In 1998 the Human Rights Act swept in on a bow wave of heady expectation. It was the dawn of a new era and the end of the dark ages. Britain was, at long last, a properly civilised country where everyone was going to have tons and oodles of rights for everything they could possibly want and anything they could possibly imagine and the whole thing was to be busily administered by an army of publicly-funded lawyers and functionaries. The Human Rights Act was heralded was the modern Social Democrat version of the Magna Carta.
This was the pot of gold at the end of the Entitlements Rainbow; the sweet reward for decades of interminable squawking, marching, banner-waving and shouting the word ‘fascist’.
Courtrooms would now become shopping malls where anyone can just swan in, pick up some rights (in size and colour to suit) and leave with bags full of them, gift-wrapped.
I took a rather different view. My appraisal of the Human Rights Act was that it was a pernicious harbinger of Swiftian stupidities and a cornerstone of a permanent nanny-state. Nothing since has given me the slightest cause to review my initial opinion, indeed, it has only been reinforced. But, interestingly, it appears to be dawning on some of the dewey-eyed believers that this is not the New Jerusalem they were expecting:
I am not the only one who worried that the introduction of the Human Rights Act might backfire on those of us who worry about little things like rape, murder, child abuse and prostitution.

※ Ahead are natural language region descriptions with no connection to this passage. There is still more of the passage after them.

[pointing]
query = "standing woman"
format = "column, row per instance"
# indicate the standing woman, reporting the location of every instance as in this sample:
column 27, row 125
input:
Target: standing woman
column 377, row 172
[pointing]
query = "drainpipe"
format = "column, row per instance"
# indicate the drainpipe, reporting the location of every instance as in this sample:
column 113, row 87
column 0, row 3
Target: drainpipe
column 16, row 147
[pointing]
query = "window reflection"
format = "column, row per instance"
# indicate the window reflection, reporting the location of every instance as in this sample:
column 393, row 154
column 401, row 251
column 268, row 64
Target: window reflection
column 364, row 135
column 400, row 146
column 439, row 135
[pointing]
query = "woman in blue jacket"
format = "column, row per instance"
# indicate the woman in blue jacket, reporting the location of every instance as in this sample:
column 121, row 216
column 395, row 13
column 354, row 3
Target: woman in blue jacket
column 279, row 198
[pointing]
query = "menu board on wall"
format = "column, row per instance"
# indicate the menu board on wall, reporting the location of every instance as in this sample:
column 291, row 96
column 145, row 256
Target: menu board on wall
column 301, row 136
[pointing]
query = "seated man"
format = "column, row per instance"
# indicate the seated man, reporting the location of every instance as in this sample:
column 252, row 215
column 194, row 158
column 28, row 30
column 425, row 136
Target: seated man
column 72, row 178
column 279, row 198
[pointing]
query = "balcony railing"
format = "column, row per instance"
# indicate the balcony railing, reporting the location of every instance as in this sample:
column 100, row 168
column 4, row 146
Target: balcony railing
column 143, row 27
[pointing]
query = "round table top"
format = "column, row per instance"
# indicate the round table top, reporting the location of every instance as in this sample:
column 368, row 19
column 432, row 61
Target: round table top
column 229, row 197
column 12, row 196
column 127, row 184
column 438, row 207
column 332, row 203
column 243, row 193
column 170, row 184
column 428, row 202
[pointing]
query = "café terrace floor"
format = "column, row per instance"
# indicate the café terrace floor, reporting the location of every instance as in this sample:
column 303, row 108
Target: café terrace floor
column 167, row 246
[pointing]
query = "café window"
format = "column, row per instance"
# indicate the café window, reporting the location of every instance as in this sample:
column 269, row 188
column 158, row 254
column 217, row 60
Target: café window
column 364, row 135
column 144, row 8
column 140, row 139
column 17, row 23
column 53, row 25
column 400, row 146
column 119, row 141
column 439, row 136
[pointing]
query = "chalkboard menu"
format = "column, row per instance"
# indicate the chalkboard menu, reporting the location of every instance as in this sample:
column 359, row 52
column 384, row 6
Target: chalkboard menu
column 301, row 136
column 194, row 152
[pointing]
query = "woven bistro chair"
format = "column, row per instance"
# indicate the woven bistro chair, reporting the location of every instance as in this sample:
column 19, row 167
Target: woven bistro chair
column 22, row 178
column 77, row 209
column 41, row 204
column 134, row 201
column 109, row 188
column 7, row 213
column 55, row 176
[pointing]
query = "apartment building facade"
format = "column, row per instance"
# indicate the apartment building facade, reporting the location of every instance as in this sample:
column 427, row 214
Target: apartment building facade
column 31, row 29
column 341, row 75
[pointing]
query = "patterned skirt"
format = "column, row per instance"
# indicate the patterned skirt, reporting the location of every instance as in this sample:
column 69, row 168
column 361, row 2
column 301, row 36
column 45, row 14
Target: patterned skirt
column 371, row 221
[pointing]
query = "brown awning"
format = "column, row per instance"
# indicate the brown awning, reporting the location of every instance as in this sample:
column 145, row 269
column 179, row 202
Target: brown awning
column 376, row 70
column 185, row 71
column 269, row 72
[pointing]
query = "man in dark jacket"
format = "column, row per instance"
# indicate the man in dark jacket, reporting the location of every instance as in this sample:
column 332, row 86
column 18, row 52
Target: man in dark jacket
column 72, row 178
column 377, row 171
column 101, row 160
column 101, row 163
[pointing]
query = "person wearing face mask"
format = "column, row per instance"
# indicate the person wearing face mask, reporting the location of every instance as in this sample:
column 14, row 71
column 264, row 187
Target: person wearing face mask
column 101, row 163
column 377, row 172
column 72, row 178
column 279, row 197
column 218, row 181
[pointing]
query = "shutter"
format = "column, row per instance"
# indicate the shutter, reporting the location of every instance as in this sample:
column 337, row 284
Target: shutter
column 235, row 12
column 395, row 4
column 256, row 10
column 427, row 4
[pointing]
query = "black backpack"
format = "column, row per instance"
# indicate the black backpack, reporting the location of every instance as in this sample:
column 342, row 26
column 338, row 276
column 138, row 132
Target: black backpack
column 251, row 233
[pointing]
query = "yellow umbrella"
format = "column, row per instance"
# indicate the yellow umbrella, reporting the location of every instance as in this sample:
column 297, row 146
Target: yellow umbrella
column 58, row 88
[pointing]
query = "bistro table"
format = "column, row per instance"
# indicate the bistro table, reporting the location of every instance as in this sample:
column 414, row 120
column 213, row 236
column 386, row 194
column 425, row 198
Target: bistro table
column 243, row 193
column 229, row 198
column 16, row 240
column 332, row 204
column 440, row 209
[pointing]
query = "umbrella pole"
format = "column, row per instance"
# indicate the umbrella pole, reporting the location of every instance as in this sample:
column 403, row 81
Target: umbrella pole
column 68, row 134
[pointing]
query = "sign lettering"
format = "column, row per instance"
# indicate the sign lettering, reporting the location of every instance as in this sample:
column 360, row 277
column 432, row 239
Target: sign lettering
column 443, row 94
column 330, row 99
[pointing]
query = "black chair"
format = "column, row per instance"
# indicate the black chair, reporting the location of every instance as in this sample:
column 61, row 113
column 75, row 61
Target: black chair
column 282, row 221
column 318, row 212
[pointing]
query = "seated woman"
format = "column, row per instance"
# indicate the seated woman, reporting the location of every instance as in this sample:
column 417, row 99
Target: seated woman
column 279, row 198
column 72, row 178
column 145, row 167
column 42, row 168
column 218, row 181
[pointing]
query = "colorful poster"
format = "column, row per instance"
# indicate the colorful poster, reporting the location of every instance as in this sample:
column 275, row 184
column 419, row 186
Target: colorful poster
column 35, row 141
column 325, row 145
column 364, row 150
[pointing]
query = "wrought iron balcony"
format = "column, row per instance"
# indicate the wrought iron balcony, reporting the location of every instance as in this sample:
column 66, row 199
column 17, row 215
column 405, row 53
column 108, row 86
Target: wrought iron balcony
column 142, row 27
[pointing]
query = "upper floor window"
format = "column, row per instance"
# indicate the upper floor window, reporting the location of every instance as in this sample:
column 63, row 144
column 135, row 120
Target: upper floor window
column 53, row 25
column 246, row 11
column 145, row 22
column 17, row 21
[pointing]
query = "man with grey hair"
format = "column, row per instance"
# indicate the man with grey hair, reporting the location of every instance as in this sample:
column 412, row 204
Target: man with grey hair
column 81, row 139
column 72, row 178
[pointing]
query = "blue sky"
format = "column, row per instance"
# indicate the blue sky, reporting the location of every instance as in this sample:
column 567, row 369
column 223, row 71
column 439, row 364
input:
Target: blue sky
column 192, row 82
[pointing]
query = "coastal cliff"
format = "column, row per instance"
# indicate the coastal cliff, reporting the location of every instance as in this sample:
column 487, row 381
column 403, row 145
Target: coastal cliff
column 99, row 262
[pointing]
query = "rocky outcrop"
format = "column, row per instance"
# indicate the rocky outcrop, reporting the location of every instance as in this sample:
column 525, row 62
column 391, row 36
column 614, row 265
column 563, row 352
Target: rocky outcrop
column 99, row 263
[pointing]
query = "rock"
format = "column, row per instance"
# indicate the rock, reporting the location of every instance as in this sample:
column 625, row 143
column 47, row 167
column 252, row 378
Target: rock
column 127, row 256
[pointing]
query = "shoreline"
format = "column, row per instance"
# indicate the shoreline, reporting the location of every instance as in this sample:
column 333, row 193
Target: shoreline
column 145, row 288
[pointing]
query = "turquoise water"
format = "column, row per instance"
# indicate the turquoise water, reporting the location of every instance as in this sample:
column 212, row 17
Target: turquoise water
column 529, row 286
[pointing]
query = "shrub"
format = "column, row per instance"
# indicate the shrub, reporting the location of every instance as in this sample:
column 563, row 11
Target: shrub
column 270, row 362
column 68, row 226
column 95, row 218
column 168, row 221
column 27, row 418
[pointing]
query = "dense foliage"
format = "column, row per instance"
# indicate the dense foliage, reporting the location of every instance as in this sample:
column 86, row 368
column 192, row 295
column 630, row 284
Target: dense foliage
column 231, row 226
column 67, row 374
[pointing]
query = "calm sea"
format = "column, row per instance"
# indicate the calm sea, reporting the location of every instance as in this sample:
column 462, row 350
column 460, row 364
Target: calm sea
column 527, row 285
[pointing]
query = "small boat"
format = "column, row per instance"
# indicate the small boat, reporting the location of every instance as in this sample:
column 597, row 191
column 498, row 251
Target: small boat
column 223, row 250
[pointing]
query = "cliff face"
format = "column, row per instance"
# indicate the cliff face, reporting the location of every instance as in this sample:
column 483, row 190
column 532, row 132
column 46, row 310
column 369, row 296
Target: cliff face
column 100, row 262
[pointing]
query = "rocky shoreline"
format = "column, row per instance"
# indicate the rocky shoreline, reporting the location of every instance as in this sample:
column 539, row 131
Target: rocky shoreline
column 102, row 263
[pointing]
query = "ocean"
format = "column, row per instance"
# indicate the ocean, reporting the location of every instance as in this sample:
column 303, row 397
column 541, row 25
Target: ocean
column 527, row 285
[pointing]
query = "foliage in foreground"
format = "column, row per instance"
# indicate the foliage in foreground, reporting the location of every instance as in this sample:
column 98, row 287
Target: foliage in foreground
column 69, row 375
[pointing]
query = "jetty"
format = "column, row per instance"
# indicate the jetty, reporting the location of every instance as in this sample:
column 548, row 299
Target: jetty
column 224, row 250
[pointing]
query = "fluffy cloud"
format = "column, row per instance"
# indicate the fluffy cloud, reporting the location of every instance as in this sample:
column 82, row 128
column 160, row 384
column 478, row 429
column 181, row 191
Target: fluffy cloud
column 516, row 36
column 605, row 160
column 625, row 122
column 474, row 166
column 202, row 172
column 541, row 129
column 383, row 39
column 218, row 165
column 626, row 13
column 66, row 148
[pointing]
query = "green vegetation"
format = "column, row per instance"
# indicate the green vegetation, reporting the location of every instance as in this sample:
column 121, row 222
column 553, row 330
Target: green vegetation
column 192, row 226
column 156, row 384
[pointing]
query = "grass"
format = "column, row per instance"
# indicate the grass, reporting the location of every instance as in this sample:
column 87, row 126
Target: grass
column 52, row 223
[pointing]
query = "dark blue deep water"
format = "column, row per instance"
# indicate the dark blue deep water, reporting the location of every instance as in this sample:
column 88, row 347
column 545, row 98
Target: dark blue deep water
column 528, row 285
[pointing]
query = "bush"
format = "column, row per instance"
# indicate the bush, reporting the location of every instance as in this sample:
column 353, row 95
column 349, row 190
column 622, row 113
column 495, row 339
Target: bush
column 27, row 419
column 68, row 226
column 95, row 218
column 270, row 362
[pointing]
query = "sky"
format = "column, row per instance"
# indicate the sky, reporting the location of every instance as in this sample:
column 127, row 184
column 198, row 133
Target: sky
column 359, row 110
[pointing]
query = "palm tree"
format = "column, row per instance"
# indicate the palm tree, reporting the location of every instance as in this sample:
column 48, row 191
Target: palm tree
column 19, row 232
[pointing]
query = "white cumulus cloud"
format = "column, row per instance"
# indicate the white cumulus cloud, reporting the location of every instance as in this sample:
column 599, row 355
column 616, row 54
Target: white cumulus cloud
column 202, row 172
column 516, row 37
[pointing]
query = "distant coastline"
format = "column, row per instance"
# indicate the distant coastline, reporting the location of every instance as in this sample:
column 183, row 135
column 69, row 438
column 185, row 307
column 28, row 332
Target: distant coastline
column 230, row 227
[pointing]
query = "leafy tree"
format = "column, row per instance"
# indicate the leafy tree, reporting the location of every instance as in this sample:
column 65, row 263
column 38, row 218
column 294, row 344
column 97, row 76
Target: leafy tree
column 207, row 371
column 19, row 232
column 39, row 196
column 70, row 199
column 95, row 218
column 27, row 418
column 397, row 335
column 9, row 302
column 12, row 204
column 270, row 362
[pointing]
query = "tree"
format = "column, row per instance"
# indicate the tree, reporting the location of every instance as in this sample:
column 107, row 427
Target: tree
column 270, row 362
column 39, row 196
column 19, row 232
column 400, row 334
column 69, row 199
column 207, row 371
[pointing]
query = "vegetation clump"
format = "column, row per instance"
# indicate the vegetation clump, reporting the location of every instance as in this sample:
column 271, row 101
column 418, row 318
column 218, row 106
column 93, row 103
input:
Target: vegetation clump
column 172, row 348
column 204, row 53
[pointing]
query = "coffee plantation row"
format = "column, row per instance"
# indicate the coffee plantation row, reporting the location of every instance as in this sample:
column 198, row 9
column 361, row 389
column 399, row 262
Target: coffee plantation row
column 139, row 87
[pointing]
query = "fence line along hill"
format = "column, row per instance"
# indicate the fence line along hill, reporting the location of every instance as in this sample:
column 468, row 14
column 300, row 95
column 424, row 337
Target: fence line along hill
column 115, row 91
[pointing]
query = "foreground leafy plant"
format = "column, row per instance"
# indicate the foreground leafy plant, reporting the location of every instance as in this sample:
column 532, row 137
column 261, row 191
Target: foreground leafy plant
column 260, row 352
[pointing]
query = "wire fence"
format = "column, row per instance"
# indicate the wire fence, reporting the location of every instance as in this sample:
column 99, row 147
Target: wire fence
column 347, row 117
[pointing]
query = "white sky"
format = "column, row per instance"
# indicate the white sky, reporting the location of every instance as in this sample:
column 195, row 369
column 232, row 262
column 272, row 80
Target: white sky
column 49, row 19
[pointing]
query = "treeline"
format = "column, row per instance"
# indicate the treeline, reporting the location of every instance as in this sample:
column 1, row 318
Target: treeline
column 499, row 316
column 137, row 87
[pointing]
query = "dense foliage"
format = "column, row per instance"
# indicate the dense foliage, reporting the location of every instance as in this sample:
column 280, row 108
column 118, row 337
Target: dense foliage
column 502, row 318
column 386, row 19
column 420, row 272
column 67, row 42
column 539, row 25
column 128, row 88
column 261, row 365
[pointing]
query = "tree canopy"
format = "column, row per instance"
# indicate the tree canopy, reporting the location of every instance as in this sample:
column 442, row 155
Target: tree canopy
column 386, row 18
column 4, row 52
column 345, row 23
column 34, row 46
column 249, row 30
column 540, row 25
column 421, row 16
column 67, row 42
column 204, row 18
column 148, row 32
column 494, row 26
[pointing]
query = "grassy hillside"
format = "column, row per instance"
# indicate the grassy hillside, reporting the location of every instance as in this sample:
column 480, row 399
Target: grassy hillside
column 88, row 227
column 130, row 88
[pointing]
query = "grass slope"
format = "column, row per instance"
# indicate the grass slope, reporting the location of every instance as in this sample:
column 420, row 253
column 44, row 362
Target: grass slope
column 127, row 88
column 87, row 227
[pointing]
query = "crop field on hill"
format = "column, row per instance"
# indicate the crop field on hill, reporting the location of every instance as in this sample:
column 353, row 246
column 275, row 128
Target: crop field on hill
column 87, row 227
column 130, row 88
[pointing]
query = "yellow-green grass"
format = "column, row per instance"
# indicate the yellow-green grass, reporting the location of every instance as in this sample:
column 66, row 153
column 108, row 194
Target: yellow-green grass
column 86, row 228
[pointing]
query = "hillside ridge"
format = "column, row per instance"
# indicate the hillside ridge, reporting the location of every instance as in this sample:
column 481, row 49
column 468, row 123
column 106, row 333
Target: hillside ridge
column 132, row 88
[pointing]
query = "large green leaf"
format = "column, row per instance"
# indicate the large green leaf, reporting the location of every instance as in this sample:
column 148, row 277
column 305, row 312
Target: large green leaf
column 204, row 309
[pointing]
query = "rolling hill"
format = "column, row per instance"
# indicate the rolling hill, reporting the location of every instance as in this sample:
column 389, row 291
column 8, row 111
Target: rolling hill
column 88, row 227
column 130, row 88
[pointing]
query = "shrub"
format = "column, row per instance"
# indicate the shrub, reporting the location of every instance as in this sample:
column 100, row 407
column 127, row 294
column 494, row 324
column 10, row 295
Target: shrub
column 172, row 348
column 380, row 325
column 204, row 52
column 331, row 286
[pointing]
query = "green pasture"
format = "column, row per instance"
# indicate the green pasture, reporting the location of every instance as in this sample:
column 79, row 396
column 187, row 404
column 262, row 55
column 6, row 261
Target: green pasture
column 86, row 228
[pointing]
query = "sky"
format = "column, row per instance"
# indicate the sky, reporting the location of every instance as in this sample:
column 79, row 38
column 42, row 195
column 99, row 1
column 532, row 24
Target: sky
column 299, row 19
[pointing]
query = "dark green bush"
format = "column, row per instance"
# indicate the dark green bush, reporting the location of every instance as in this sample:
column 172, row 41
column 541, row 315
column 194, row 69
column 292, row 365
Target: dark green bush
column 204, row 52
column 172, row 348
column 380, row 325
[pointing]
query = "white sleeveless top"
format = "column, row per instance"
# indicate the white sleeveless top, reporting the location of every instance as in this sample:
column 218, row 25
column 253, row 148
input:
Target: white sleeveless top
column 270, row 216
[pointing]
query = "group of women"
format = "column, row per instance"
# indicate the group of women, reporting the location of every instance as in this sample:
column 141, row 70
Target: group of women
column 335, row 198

Certainly some of the fears many feminists had about fancy lawyers defending all sorts of scum in the name of “rights” proved well founded. HRA cases have included the right of a man accused of rape to hear details of a complainant’s sexual history for the benefit of his defence and – turned down only after serious deliberation – serial killer Dennis Nielsen to be allowed gay pornography in prison, based on the argument that heterosexual serial killers are allowed theirs.
In countries in which real human rights violations blight the lives of millions, there is confusion about why we westerners are using the act to argue, for example, that a man has the right to sunbathe naked in his own garden. Is that really the best we can do?
Cry me a river.
If I had my way, the wretched Human Rights Act would be repealed and every copy in the land would be fed into an industrial shredder.